In men with mixed germ cell tumors, increasing amounts of choriocarcinoma portend a worse prognosis, with pure choriocarcinomas having the worst prognosis in testicular germ cell neoplasms. An hCG greater than 50,000 mIU/ml also correlates to a worse prognosis in men.
Intra-placental choriocarcinoma with metastasis to the infant carries a very poor prognosis, with less than 20% survival.

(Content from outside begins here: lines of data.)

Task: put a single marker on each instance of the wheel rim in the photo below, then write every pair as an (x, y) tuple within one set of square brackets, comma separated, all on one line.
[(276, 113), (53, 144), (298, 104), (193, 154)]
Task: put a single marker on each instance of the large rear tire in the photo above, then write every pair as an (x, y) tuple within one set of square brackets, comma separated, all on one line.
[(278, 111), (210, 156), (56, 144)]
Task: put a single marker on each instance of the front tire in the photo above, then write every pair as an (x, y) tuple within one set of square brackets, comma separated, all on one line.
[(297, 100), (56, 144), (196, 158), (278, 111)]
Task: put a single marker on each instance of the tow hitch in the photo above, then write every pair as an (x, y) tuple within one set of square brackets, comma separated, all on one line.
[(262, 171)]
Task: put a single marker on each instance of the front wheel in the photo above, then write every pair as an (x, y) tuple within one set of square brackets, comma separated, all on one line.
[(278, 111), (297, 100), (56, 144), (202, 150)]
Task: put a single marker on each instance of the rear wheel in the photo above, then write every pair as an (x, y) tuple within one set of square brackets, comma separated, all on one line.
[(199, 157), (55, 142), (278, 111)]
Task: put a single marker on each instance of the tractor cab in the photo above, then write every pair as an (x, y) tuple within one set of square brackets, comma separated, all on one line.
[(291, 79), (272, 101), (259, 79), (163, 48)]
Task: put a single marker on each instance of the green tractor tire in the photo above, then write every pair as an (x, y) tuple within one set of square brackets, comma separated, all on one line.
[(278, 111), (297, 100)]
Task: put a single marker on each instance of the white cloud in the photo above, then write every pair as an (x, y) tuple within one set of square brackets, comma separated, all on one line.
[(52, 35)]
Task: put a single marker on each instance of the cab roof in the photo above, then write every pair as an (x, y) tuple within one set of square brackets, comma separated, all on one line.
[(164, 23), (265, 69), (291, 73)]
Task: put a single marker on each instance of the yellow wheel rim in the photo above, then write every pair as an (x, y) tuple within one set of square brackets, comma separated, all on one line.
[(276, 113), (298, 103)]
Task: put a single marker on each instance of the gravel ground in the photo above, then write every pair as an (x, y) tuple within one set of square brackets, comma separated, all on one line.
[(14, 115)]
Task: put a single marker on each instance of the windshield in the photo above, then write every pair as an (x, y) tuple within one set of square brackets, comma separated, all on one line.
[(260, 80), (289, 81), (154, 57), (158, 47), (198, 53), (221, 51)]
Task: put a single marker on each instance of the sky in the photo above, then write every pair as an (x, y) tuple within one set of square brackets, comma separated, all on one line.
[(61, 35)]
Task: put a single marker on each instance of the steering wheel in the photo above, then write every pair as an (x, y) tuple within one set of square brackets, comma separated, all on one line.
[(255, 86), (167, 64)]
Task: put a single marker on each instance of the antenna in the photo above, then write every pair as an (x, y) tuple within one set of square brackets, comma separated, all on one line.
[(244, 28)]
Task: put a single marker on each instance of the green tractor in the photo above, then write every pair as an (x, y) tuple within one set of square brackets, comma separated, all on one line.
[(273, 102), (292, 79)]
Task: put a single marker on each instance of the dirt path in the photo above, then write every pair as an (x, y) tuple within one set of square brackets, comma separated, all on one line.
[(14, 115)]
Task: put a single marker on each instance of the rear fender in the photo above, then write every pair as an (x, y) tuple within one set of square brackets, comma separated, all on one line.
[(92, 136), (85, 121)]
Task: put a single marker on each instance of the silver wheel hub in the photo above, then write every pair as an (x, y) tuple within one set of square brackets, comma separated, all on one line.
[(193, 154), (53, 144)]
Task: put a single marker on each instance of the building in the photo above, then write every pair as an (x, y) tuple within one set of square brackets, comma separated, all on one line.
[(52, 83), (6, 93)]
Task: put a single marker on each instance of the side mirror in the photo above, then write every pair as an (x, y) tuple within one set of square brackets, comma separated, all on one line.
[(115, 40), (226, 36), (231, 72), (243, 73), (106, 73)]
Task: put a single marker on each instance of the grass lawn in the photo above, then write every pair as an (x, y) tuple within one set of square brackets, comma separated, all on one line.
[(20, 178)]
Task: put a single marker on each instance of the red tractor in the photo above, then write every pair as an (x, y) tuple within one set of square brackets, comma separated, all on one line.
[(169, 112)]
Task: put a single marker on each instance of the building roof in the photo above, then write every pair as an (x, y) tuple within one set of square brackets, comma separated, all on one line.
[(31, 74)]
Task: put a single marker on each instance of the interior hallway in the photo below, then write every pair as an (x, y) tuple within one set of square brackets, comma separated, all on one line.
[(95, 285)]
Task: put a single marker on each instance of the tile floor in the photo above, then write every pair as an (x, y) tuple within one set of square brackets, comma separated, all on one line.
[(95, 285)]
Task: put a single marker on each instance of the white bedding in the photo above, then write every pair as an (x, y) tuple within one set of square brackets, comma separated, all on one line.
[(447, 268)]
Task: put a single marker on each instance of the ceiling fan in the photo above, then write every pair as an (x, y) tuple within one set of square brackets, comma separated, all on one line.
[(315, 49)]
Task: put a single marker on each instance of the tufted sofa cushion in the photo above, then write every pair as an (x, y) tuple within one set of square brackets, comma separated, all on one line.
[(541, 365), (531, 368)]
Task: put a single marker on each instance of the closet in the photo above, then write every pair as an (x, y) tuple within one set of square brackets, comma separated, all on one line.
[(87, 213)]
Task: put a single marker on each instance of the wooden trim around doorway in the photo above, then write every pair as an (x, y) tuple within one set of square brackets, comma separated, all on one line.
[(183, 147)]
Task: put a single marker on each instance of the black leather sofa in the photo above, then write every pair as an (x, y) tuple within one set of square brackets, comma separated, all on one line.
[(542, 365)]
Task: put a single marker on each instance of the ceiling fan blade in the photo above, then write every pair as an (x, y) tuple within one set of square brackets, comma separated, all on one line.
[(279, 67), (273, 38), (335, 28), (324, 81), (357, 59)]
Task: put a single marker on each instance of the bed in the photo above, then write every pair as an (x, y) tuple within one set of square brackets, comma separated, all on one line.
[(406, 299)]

Without treatment, choriocarcinoma can result in death. With the advent of chemotherapy, many patients can achieve remission and cure of their disease. Utilization of chemotherapy is not without its risks, to include the development of secondary malignancies, nausea, vomiting, hair loss, diarrhea, fevers, infections, and the need for transfusion of blood productions.
Women who experience a molar pregnancy, whether complete or incomplete, should be counseled as to the risk for development of choriocarcinoma. These patients should be monitored closely for resolution of their hCG levels. Any woman who has given birth, but particularly if she is a high risk, should be counseled to return for continued post-partum bleeding.
Clinicians taking care of patients following molar pregnancy should remain aware and vigilant of the pitfall of heterophile (human anti-mouse) antibodies occurring in 3% to 4% of patients, resulting in falsely positive elevated hCG. The presence of heterophile antibodies can be teased out by serial dilution of serum, which will not show a parallel decrease with dilution or sending of serum and patient urine to a reference hCG laboratory.
High clinical suspicion should be maintained for choriocarcinoma in women with hemoptysis and molar pregnancy, current, or recent pregnancy, or irregular vaginal bleeding.
Treatment at a center specializing in gestational trophoblastic disease may be beneficial, as is done in the United Kingdom. (Level I and II).